Expand description

tongrams: Tons of N-grams

tongrams is a crate to index and query large language models in compressed space, in which the data structures are presented in the following papers:

This is a Rust port of tongrams C++ library.

What can do

  • Store N-gram language models with frequency counts.

  • Look up N-grams to get the frequency counts.

Features

  • Compressed language model. tongrams-rs can store large N-gram language models in very compressed space.

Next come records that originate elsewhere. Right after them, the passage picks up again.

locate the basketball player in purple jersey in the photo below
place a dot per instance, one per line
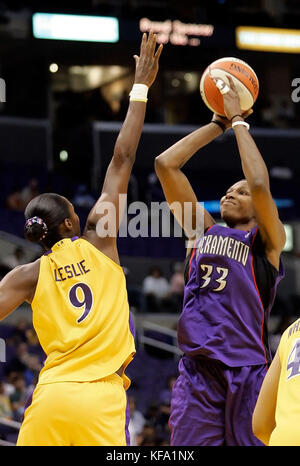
(231, 277)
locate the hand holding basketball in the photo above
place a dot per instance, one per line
(146, 64)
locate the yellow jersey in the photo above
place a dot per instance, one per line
(287, 414)
(81, 314)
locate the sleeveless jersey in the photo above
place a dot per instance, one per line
(81, 314)
(287, 415)
(224, 316)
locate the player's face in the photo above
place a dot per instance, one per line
(236, 206)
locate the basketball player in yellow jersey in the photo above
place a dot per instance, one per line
(78, 296)
(276, 417)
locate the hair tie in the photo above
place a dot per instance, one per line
(39, 221)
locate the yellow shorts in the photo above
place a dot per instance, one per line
(76, 413)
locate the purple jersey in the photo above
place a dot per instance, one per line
(224, 314)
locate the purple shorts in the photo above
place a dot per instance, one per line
(212, 404)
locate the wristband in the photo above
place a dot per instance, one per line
(239, 122)
(235, 116)
(223, 128)
(139, 93)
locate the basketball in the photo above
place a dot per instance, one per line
(244, 77)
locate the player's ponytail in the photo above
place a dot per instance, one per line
(43, 216)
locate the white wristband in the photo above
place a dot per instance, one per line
(139, 93)
(240, 122)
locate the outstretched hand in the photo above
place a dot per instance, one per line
(146, 64)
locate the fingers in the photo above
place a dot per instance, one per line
(231, 82)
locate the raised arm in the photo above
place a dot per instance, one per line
(17, 287)
(106, 215)
(256, 174)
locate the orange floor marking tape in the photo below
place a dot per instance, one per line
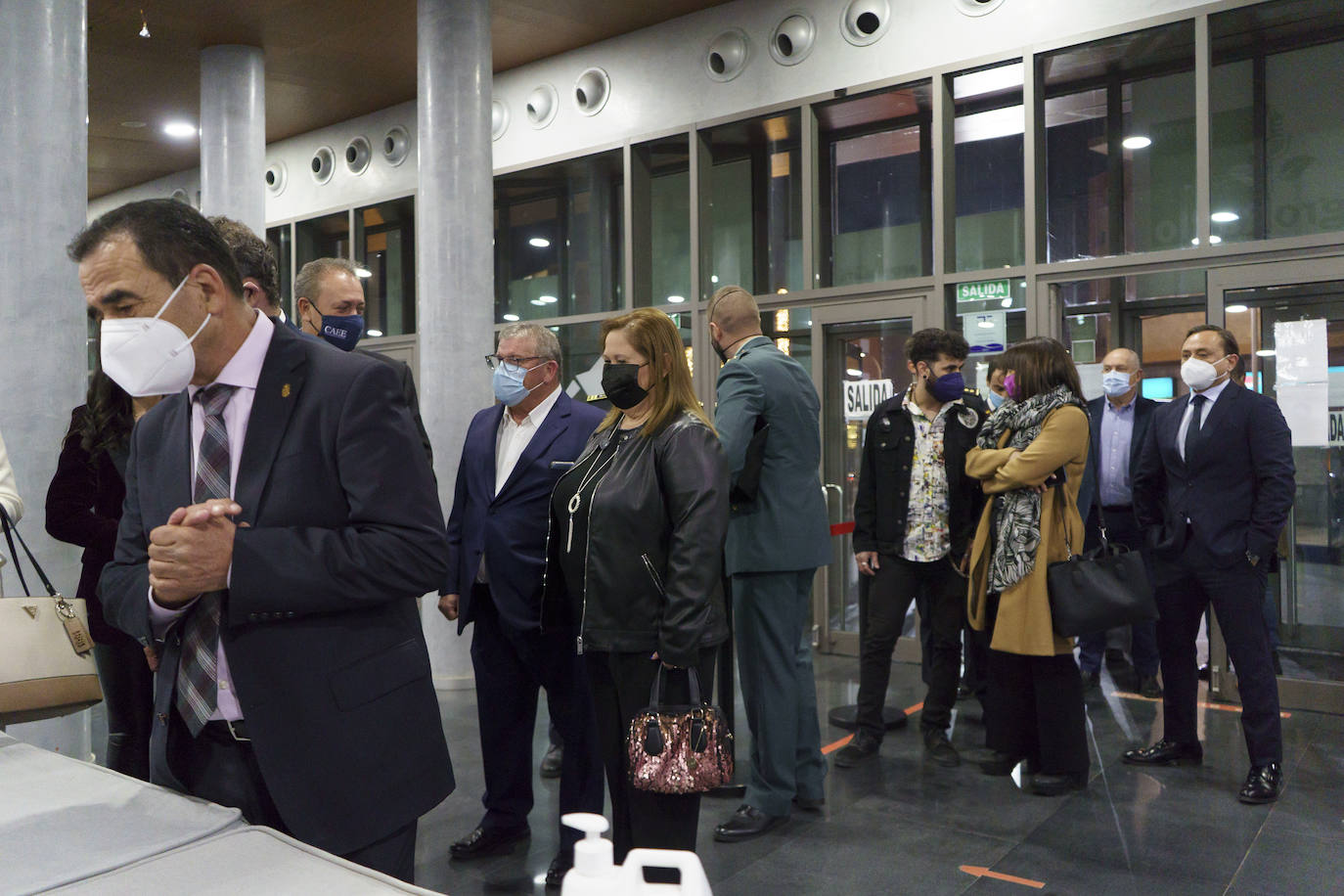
(974, 871)
(830, 748)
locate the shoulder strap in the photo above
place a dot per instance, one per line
(10, 531)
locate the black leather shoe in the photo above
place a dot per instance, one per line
(862, 747)
(1264, 784)
(488, 841)
(1165, 752)
(553, 760)
(940, 749)
(1056, 784)
(558, 870)
(808, 803)
(1000, 763)
(746, 823)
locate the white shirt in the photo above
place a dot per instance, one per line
(1211, 394)
(243, 371)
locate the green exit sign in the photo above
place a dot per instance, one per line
(984, 291)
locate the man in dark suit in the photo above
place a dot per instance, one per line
(1213, 489)
(1120, 422)
(280, 524)
(330, 304)
(496, 535)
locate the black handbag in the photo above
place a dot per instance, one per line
(1098, 590)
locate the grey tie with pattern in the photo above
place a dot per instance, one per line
(198, 676)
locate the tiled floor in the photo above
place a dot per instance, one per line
(901, 825)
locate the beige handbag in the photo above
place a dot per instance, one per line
(46, 651)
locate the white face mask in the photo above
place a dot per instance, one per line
(1199, 375)
(147, 355)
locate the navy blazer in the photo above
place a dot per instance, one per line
(509, 528)
(322, 621)
(1235, 488)
(1091, 486)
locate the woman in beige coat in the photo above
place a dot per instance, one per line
(1035, 701)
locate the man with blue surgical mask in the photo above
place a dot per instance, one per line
(330, 302)
(1120, 422)
(514, 453)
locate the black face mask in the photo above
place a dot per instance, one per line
(621, 383)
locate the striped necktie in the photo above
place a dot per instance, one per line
(198, 690)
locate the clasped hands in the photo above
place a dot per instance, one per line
(193, 553)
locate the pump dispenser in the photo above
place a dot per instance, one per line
(594, 872)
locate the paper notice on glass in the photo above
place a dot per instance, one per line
(1305, 406)
(1300, 355)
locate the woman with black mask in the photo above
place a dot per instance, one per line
(636, 555)
(83, 508)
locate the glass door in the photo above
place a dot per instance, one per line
(1303, 604)
(858, 362)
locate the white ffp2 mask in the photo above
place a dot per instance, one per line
(147, 355)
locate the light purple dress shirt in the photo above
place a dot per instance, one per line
(243, 371)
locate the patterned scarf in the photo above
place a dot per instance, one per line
(1017, 521)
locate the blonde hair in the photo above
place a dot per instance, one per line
(654, 336)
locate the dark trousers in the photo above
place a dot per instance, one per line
(942, 615)
(770, 612)
(511, 666)
(1121, 528)
(225, 771)
(128, 694)
(1236, 593)
(621, 684)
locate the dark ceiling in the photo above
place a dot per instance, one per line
(326, 62)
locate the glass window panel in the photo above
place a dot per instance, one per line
(989, 166)
(754, 215)
(876, 197)
(326, 237)
(1120, 144)
(1277, 129)
(558, 236)
(384, 237)
(279, 240)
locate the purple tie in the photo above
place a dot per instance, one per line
(198, 688)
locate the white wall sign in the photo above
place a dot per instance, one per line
(863, 396)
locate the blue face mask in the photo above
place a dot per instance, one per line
(509, 383)
(343, 331)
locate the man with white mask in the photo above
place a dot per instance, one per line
(1120, 422)
(513, 456)
(279, 528)
(1213, 490)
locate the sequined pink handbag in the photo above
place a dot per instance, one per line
(679, 749)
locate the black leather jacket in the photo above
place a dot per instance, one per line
(883, 495)
(654, 548)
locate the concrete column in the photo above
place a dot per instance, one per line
(43, 193)
(453, 252)
(233, 135)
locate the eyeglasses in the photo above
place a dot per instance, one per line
(495, 360)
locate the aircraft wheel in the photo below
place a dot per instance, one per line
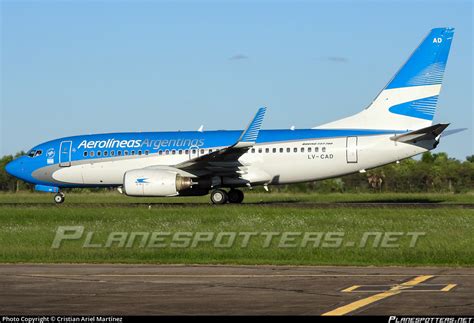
(219, 197)
(59, 198)
(235, 196)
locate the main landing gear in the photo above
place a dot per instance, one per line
(59, 198)
(219, 196)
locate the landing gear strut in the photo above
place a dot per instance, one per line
(235, 196)
(59, 198)
(219, 196)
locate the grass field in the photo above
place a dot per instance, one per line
(27, 232)
(252, 197)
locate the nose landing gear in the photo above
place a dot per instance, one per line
(59, 198)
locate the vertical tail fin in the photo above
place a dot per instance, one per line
(409, 100)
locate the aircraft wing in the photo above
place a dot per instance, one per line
(224, 162)
(428, 133)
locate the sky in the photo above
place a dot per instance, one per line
(79, 67)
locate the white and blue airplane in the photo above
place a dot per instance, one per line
(396, 125)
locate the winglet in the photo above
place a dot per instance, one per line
(250, 134)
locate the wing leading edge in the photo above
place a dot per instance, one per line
(225, 162)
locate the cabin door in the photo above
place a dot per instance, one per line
(65, 154)
(351, 150)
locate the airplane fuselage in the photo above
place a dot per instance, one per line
(278, 157)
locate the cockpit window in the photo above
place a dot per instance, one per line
(35, 153)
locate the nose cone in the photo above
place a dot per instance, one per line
(14, 168)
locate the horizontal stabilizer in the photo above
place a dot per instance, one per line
(428, 133)
(453, 131)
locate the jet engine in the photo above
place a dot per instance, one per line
(154, 182)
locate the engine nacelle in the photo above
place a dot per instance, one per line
(148, 182)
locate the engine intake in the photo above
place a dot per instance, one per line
(148, 182)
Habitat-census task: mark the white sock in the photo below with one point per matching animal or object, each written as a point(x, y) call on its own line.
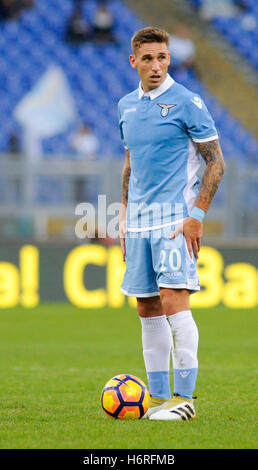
point(157, 344)
point(184, 352)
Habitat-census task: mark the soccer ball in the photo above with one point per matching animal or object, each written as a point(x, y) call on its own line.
point(125, 397)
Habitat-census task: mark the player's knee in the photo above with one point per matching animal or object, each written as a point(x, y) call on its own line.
point(174, 300)
point(149, 307)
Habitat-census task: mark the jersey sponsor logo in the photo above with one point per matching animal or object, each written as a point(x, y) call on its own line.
point(197, 101)
point(165, 108)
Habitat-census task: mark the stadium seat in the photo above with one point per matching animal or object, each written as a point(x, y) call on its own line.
point(99, 75)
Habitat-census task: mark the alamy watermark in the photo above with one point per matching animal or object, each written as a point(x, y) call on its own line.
point(102, 220)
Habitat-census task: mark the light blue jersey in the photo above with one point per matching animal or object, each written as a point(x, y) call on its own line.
point(160, 129)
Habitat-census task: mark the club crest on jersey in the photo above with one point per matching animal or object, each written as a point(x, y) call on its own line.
point(165, 108)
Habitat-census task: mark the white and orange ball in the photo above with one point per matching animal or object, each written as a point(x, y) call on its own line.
point(125, 396)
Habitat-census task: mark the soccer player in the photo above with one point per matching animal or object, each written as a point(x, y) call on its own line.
point(165, 129)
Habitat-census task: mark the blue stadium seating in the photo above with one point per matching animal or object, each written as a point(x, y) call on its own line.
point(99, 75)
point(240, 30)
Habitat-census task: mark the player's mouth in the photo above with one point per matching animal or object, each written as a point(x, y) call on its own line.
point(155, 78)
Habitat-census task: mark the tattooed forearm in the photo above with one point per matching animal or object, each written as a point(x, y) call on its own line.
point(215, 165)
point(125, 179)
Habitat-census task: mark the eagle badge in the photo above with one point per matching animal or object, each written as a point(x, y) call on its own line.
point(165, 108)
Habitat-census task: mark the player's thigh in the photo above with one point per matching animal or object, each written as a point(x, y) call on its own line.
point(174, 267)
point(149, 307)
point(140, 277)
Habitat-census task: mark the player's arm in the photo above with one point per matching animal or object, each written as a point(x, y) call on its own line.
point(192, 227)
point(215, 165)
point(124, 200)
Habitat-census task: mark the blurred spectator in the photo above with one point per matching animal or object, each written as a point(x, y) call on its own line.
point(85, 143)
point(10, 9)
point(27, 3)
point(182, 49)
point(78, 30)
point(14, 146)
point(103, 24)
point(211, 9)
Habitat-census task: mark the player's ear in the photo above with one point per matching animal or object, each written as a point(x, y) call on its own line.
point(132, 61)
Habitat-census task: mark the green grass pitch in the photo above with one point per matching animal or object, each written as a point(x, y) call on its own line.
point(56, 358)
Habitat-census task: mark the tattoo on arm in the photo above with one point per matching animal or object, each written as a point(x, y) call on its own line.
point(212, 154)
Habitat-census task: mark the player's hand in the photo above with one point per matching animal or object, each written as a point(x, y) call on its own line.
point(122, 228)
point(192, 230)
point(122, 234)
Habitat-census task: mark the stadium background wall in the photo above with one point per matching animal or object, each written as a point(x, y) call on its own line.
point(89, 276)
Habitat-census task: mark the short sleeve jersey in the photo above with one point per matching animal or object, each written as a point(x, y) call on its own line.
point(160, 129)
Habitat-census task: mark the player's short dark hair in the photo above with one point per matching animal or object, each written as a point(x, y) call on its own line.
point(149, 34)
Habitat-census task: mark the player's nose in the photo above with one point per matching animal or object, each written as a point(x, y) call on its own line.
point(155, 65)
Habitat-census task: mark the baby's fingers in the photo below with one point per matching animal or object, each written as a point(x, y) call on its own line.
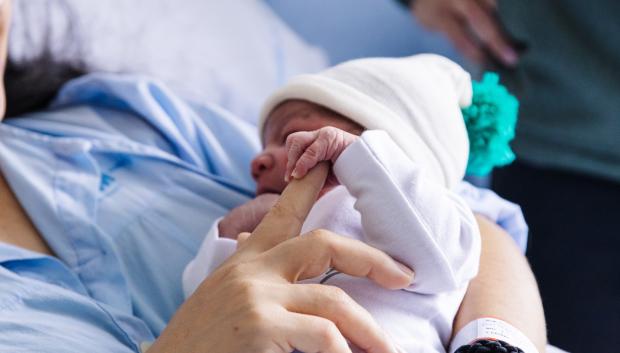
point(296, 145)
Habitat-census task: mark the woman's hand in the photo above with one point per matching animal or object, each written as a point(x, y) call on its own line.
point(252, 303)
point(247, 216)
point(471, 25)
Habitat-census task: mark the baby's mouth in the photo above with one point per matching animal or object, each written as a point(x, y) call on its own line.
point(266, 190)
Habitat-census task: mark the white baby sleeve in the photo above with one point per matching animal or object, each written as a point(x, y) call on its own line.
point(412, 218)
point(213, 251)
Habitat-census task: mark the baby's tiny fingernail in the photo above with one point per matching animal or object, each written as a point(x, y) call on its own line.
point(406, 270)
point(295, 174)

For example, the word N-gram datasets (N=1..5) in test_data are stored in only 2.6 bytes per gram.

  • Time and memory efficiency. tongrams-rs employs Elias-Fano Trie, which cleverly encodes a trie data structure consisting of N-grams through Elias-Fano codes, enabling fast lookups in compressed space.

  • Pure Rust. tongrams-rs is written only in Rust and can be easily pluged into your Rust codes.

Input data format

The file format of N-gram counts files is the same as that used in tongrams, a modified Google format, where

  • one separate file for each distinct value of N (order) lists one gram per row,
  • each header row <number_of_grams> indicates the number of N-grams in the file,
  • tokens in a gram <gram> are sparated by a space (e.g., the same time), and
  • a gram <gram> and the count <count> are sparated by a horizontal tab.
<number_of_grams>
<gram1><TAB><count1>
<gram2><TAB><count2>
<gram3><TAB><count3>
...

For example,

61516
the // parent       1
the function is     22
the function a      4
the function to     1
the function and    1
...

Examples

The following code uses datasets in test_data at the root of this repository.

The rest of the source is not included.